Day 1 – KL – Bangkok
Sampai di LCCT (Low Cost Carrier Terminal) di Malaysia, langsung check-in untuk penerbangan berikutnya (juga menggunakan AirAsia) ke Bangkok. Abis itu makan siang nasi lemak khas Malaysia dan Mihun karee, dengan es lemon tea yang bisa di refill sampai puas. Nyampe Bangkok, sempet bingung bingung juga, karena bandaranya gede dan bersekat sekat, sampai sempet mengira kita kehilangan koper. Ternyata kopernya ada di ruangan sebelah, yang dipisahkan sekat gede. Beruntung, dari Jakarta kita udah booking tour lokal disini (Janesak), jadi ngga kesulitan sama sekali. Tinggal pake stiker yang mereka ngasih waktu di Jakarta dan nyari plank nama kita. Ngga susah.

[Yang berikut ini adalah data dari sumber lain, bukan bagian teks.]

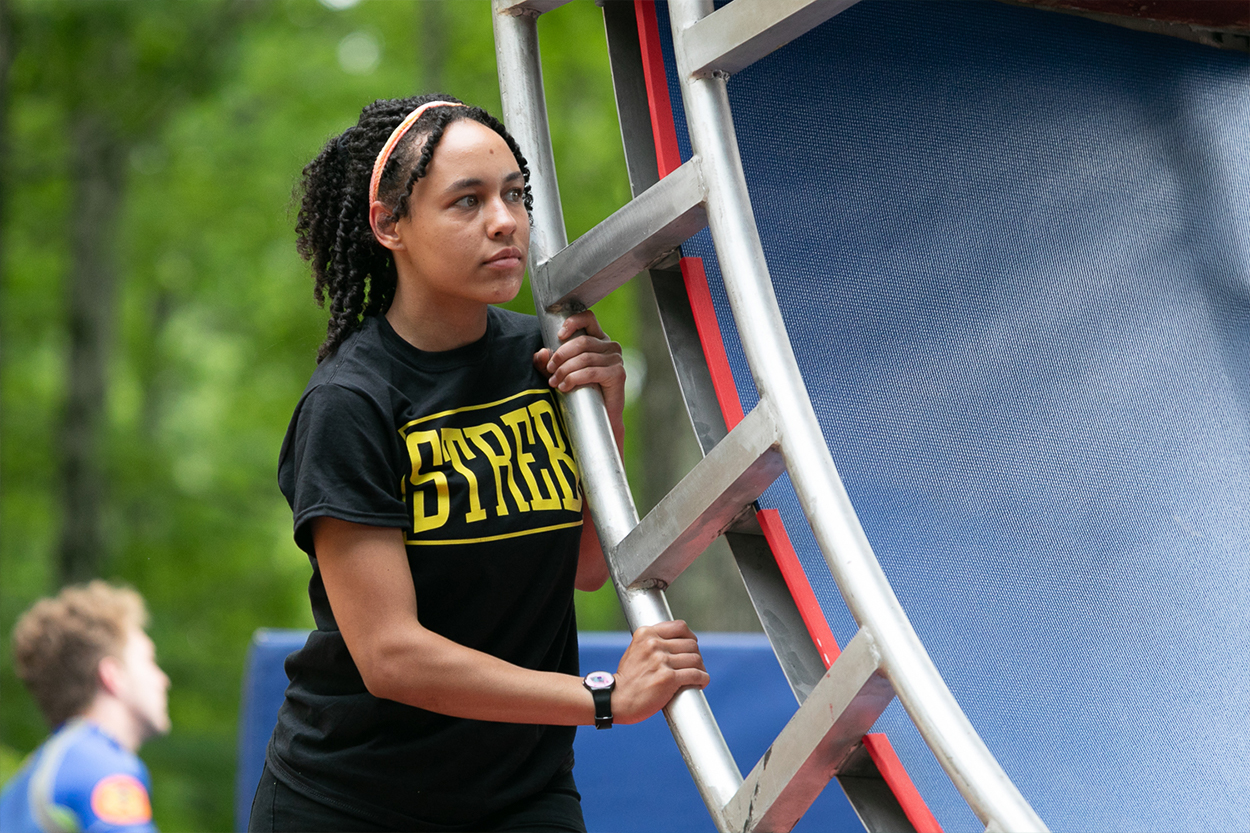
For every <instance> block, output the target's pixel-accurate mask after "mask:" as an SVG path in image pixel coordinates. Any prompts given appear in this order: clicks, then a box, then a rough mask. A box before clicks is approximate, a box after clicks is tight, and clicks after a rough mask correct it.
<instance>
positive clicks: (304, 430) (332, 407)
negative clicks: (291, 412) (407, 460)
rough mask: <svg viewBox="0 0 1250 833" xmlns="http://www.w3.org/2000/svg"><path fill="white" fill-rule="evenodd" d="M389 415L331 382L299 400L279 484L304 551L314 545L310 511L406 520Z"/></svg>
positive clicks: (282, 462) (383, 525)
mask: <svg viewBox="0 0 1250 833" xmlns="http://www.w3.org/2000/svg"><path fill="white" fill-rule="evenodd" d="M391 422H392V420H391V417H390V413H389V410H387V409H385V408H384V406H381V405H380V404H379V403H376V401H375V400H372V399H370V398H367V396H365V395H364V394H361V393H359V391H356V390H352V389H347V388H344V386H340V385H335V384H326V385H319V386H316V388H314V389H312V390H310V391H309V393H307V394H306V395H305V396H304V399H302V400H301V401H300V404H299V406H297V408H296V410H295V415H294V417H292V418H291V425H290V428H289V429H287V432H286V439H285V440H284V442H282V452H281V454H280V458H279V484H280V487H281V489H282V493H284V494H285V495H286V499H287V502H289V503H290V505H291V512H292V514H294V523H295V542H296V543H297V544H299V545H300V547H301V548H302V549H304V552H306V553H310V554H311V553H312V540H311V533H310V529H309V527H310V524H309V522H311V520H312V519H314V518H319V517H330V518H339V519H340V520H350V522H352V523H357V524H367V525H372V527H399V528H402V527H406V525H407V523H409V520H407V510H406V508H405V504H404V498H402V492H401V489H402V485H401V482H402V479H404V477H406V459H405V457H404V455H402V453H401V452H402V449H401V445H400V437H399V433H397V430H396V429H395V427H394V425H392V424H391Z"/></svg>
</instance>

Bertemulah kita dengan Murni, nama aslinya sih bukan Murni, Murni adalah nama untuk memudahkan lidah kita orang Indonesia atau orang Melayu pada umumnya. Sore itu cuma dianterin ke hotel doang. Judulnya juga meet and greet. Hotelnya namanya D’MA Pavilion. Samping sampingan dengan Estin Hotel dan Bangkok Paviliun Hotel, di daerah New Petchburi Road. Sampai hotel, mandi dan beberes beres, masih sore, the night is still young, jalan yuk, ke Suan Lum.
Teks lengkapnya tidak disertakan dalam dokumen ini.